Han Bing, Chen Xue-wen, Talebizadeh Zohreh, Xu Hua
Bioinformatics and Computational Life-Sciences Laboratory, ITTC, Department of Electrical Engineering and Computer Science, University of Kansas, 1520 West 15th Street, Lawrence, KS 66045, USA.
BMC Syst Biol. 2012;6 Suppl 3(Suppl 3):S14. doi: 10.1186/1752-0509-6-S3-S14. Epub 2012 Dec 17.
Detecting epistatic interactions plays a significant role in improving pathogenesis, prevention, diagnosis, and treatment of complex human diseases. Applying machine learning or statistical methods to epistatic interaction detection will encounter some common problems, e.g., very limited number of samples, an extremely high search space, a large number of false positives, and ways to measure the association between disease markers and the phenotype.
To address the problems of computational methods in epistatic interaction detection, we propose a score-based Bayesian network structure learning method, EpiBN, to detect epistatic interactions. We apply the proposed method to both simulated datasets and three real disease datasets. Experimental results on simulation data show that our method outperforms some other commonly-used methods in terms of power and sample-efficiency, and is especially suitable for detecting epistatic interactions with weak or no marginal effects. Furthermore, our method is scalable to real disease data.

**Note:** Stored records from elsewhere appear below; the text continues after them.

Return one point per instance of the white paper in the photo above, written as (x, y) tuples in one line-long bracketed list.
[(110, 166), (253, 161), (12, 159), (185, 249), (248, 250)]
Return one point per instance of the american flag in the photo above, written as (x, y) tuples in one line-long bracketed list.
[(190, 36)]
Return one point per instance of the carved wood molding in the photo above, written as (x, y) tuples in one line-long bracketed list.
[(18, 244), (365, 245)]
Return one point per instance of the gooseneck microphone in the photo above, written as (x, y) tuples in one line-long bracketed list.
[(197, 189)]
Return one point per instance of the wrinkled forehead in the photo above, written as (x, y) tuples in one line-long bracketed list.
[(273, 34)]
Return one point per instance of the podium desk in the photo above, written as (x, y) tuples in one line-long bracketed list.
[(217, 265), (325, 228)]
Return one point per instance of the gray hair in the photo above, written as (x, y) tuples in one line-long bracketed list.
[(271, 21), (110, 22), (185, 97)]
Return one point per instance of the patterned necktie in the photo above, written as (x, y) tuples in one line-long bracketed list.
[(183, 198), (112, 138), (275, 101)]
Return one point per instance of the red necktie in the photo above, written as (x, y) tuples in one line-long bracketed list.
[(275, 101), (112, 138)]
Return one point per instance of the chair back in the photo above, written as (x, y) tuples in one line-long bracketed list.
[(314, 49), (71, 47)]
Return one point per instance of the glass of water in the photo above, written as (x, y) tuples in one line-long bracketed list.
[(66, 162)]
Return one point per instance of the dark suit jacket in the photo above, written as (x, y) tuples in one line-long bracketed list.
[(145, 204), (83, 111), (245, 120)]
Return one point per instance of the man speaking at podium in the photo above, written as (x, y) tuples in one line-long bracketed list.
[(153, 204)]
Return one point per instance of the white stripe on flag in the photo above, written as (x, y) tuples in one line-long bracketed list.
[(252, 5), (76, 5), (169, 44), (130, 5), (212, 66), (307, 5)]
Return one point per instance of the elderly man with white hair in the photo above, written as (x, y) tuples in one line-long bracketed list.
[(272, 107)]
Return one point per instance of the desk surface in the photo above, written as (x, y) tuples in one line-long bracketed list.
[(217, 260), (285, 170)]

We propose a Bayesian network-based method, EpiBN, to detect epistatic interactions. In EpiBN, we develop a new scoring function, which can reflect higher-order epistatic interactions by estimating the model complexity from data, and apply a fast Branch-and-Bound algorithm to learn the structure of a two-layer Bayesian network containing only one target node. To make our method scalable to real data, we propose the use of a Markov chain Monte Carlo (MCMC) method to perform the screening process. Applications of the proposed method to some real GWAS (genome-wide association studies) datasets may provide helpful insights into understanding the genetic basis of Age-related Macular Degeneration, late-onset Alzheimer's disease, and autism.
检测上位性相互作用在改善复杂人类疾病的发病机制、预防、诊断和治疗方面发挥着重要作用。将机器学习或统计方法应用于上位性相互作用检测会遇到一些常见问题,例如样本数量非常有限、搜索空间极大、大量假阳性以及测量疾病标志物与表型之间关联的方法。

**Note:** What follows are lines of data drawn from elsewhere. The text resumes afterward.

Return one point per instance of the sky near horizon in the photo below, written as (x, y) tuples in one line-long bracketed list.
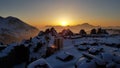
[(54, 12)]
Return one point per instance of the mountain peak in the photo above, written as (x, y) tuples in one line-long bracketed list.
[(86, 24)]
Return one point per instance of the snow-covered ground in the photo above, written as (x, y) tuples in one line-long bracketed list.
[(98, 54)]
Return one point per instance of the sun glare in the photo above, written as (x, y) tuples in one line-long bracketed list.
[(64, 23)]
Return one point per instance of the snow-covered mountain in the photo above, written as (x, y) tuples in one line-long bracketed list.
[(13, 29)]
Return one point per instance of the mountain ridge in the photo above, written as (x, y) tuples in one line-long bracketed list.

为了解决上位性相互作用检测中计算方法的问题,我们提出了一种基于分数的贝叶斯网络结构学习方法EpiBN来检测上位性相互作用。我们将所提出的方法应用于模拟数据集和三个真实疾病数据集。模拟数据的实验结果表明,我们的方法在功效和样本效率方面优于其他一些常用方法,尤其适用于检测具有弱边际效应或无边际效应的上位性相互作用。此外,我们的方法可扩展到真实疾病数据。
我们提出了一种基于贝叶斯网络的方法EpiBN来检测上位性相互作用。在EpiBN中,我们开发了一种新的评分函数,该函数可以通过从数据中估计模型复杂性来反映高阶上位性相互作用,并应用快速分支定界算法来学习仅包含一个目标节点的两层贝叶斯网络的结构。为了使我们的方法能够扩展到真实数据,我们提出使用马尔可夫链蒙特卡罗(MCMC)方法来执行筛选过程。将所提出的方法应用于一些真实的全基因组关联研究(GWAS)数据集可能有助于深入了解年龄相关性黄斑变性、晚发性阿尔茨海默病和自闭症的遗传基础。